Some decisions really are irreversible and require caution. But most decisions can be reversed without too much trouble, and especially when that’s the case we think it’s important to be bold, make a call and move forward.
Examples
- An engineer saw bugs pile up in an old code base with few built-in tests. Changing it was a scary process because it’s easy to inadvertently introduce new bugs, but he refactored it and put it in a good place going forward.
- A customer success person noticed that we didn’t have a customer health dashboard in salesforce, so he went ahead and made one himself.
- An early engineer joined W&B and took on self-service payments as his first project. He didn’t just do a great job implementing a payment flow and writing tests; he added a whole suite of easily accessible metrics so we could observe the growth.

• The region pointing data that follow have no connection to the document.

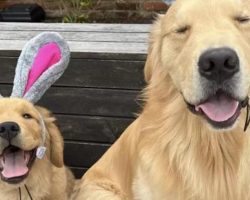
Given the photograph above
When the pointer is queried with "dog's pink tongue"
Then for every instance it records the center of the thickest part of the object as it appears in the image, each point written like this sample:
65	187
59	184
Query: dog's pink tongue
14	164
219	108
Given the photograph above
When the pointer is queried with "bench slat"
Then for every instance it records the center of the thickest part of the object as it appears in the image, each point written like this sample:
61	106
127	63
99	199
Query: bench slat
80	36
93	73
108	28
86	47
87	101
92	129
83	154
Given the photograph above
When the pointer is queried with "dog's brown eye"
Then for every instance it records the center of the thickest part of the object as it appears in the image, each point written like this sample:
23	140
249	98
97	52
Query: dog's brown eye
27	116
242	19
183	29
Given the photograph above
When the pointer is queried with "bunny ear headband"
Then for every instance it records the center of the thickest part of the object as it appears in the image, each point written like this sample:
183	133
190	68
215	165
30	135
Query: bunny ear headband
42	61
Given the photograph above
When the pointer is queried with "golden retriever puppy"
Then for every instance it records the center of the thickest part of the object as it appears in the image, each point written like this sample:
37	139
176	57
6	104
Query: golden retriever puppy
23	175
189	142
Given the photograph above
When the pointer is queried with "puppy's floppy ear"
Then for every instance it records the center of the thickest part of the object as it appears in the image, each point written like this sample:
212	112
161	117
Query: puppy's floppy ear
56	146
42	61
154	50
54	139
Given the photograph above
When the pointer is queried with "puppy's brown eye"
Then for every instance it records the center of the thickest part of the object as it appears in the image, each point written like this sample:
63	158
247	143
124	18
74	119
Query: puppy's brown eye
242	20
182	30
27	116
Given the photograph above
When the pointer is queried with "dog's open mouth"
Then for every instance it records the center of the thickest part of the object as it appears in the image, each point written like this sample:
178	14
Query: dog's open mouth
15	164
221	110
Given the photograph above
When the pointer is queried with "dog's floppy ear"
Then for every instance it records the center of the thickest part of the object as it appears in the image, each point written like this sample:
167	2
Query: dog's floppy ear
42	61
56	146
54	140
153	58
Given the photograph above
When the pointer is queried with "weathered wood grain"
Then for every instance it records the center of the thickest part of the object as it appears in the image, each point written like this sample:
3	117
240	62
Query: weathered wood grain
79	154
92	73
101	38
87	101
108	28
80	36
92	129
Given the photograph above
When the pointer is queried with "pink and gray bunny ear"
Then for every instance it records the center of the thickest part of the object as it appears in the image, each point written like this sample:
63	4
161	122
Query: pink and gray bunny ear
169	2
42	61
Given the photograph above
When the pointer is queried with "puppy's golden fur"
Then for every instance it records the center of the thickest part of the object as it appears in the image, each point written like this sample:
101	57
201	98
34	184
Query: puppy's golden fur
168	153
48	178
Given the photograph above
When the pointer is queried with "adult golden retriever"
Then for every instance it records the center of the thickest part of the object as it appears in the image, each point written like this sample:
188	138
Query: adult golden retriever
23	176
188	143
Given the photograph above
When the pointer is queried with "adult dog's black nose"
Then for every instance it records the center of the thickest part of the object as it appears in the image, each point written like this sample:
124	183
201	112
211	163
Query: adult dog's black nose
9	130
218	64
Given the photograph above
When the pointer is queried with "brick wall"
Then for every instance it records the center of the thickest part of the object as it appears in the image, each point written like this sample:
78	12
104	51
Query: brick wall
120	11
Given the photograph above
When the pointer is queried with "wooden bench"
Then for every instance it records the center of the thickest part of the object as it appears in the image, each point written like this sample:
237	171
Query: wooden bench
97	98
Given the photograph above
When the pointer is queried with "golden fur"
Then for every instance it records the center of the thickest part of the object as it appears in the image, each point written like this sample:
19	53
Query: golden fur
168	153
48	179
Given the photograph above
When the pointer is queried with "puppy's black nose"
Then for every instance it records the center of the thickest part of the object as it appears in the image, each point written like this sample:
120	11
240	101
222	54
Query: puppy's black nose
218	64
9	130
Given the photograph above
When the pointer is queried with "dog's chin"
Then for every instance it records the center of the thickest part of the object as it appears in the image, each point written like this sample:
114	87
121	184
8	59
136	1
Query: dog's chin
221	110
15	164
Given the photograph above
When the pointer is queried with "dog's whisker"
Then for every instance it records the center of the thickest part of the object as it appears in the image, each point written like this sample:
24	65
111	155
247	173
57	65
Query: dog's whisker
27	189
20	193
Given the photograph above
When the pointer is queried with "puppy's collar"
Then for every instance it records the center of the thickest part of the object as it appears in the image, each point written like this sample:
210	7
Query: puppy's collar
41	150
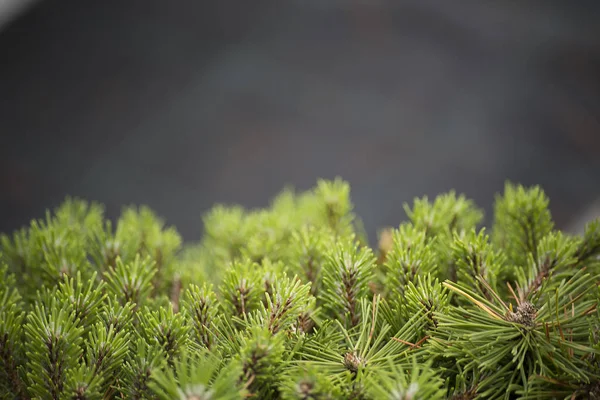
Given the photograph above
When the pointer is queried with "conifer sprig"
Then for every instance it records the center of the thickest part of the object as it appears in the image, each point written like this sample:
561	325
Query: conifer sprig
290	302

- Early in the company we started to get an influx of user requests. A PM started by fielding those requests directly, then created a process, trained a couple people to do it, and ultimately built out a team to handle thousands of requests.
Anti-Pattern
- We had a new hire tasked with publishing content, but they got stuck in the details and needed to wait until everything was perfect to push it out. This led to a pernicious cycle of inaction.
Grit
Adversity comes along with the process of making anything new. And often, the difference between success and failure is rolling up our sleeves and finishing a bunch of unglamorous tasks. Grit is about rising to the occasion. It’s about trying, learning from our successes and our failures, not pointing fingers, and never seeing something daunting and thinking “I can’t.”
Examples
- An FP&A employee dug into which customers were using the product from a gmail account. It was a painful manual process, but it revealed that many more of our customers had tried our product under a non-corporate account before buying, which led us to a more PLG-focused sales strategy.

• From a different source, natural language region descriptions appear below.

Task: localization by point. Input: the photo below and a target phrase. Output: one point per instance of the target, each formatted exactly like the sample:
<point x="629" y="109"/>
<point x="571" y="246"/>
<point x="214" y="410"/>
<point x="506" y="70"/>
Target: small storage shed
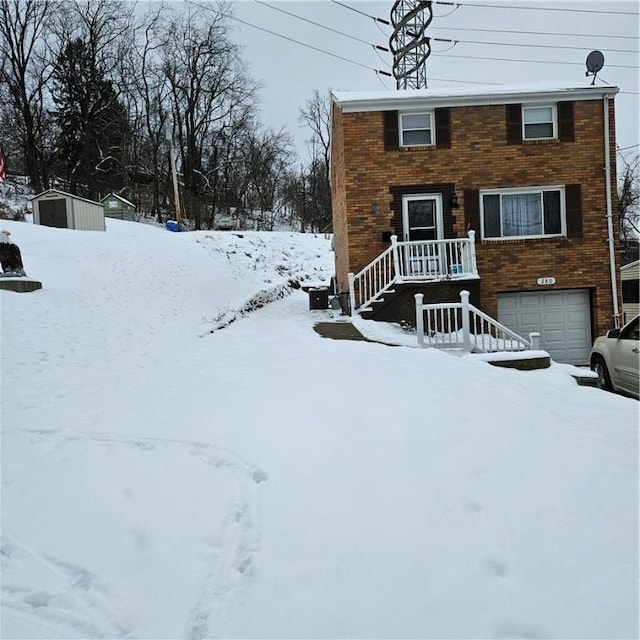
<point x="116" y="206"/>
<point x="54" y="208"/>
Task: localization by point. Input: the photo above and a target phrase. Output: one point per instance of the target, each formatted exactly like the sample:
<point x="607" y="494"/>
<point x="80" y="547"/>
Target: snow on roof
<point x="498" y="94"/>
<point x="115" y="195"/>
<point x="64" y="193"/>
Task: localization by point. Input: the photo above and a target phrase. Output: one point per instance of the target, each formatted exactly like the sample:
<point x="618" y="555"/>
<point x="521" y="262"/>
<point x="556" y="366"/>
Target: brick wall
<point x="364" y="176"/>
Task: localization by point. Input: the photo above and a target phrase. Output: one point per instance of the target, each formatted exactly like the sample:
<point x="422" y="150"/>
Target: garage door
<point x="563" y="319"/>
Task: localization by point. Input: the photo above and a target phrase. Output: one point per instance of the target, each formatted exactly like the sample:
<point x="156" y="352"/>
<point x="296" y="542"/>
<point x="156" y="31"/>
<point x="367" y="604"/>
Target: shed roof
<point x="115" y="195"/>
<point x="66" y="195"/>
<point x="358" y="101"/>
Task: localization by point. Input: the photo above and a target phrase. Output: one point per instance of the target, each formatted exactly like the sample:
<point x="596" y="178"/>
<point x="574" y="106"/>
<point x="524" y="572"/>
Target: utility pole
<point x="408" y="43"/>
<point x="176" y="194"/>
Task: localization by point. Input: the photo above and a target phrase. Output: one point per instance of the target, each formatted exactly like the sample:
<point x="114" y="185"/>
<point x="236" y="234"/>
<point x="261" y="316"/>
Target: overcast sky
<point x="326" y="59"/>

- An early user complained that our app looked terrible, to the point where he didn’t want to use it. The prod/eng team rallied around polishing the app, eventually turning that user into a strong proponent of W&B.
- Our first designer joined us to do design, but when we didn’t have the front end engineers to implement her designs she rolled up her sleeves and got into the code, and when we’re constrained with data resources, she does her own analysis. This helps us ship features faster and often leads to better designs.

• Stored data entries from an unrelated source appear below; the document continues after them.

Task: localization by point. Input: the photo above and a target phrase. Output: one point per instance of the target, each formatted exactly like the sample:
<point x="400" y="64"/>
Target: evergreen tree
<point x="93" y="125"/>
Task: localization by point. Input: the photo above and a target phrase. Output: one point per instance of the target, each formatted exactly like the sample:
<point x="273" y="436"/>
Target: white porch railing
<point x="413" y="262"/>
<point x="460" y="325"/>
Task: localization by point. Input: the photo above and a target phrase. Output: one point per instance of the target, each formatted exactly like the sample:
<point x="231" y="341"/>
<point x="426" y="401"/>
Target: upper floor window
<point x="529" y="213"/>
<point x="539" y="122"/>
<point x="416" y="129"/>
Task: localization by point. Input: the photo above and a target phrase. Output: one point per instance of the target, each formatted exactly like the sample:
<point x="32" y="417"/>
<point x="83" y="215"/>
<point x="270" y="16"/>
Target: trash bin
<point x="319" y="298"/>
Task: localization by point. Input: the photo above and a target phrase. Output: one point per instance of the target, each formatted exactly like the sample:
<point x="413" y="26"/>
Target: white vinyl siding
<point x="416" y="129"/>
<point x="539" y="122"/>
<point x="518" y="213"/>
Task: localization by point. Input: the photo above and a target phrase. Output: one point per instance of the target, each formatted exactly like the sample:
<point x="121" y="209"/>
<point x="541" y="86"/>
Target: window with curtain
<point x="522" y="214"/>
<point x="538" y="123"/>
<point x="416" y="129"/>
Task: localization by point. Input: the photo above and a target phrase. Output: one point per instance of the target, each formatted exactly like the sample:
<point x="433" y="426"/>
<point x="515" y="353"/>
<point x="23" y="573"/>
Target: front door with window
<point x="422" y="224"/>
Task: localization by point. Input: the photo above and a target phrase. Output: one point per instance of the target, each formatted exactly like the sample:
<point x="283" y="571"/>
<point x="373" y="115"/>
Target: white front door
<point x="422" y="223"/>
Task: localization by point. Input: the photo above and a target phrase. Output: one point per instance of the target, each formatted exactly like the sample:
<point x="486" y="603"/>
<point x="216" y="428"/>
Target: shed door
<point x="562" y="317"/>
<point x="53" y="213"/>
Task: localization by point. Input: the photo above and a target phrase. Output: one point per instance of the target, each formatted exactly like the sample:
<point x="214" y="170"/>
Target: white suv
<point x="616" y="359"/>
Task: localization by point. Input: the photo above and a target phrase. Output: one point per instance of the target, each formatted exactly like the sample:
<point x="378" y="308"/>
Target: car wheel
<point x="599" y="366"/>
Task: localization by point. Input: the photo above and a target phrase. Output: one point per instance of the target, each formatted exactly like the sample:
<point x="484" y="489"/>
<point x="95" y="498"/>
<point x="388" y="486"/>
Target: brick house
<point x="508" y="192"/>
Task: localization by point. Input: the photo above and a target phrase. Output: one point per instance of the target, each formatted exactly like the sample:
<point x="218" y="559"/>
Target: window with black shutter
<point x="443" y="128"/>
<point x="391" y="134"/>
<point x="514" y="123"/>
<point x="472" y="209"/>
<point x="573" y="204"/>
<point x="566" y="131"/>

- An engineer took total ownership of our self service purchasing flows, despite the messy code and messy design, and massively improved the feature.
Anti-Pattern
- We hired an exec who immediately wanted to hire a team to delegate work before trying the task themselves. This caused them to not understand much of the nuance of the task they were trying to delegate, which led to failure.
As we mentioned up front: our purpose and our values aren’t universal. But they do accurately describe what motivates us and what makes people effective colleagues and teammates at W&B.
We’re excited about not just what we’re building but how we’re building it together. We hope that, if you’re considering working with us in any capacity, you have an honest glimpse into how we operate and how we think about the world.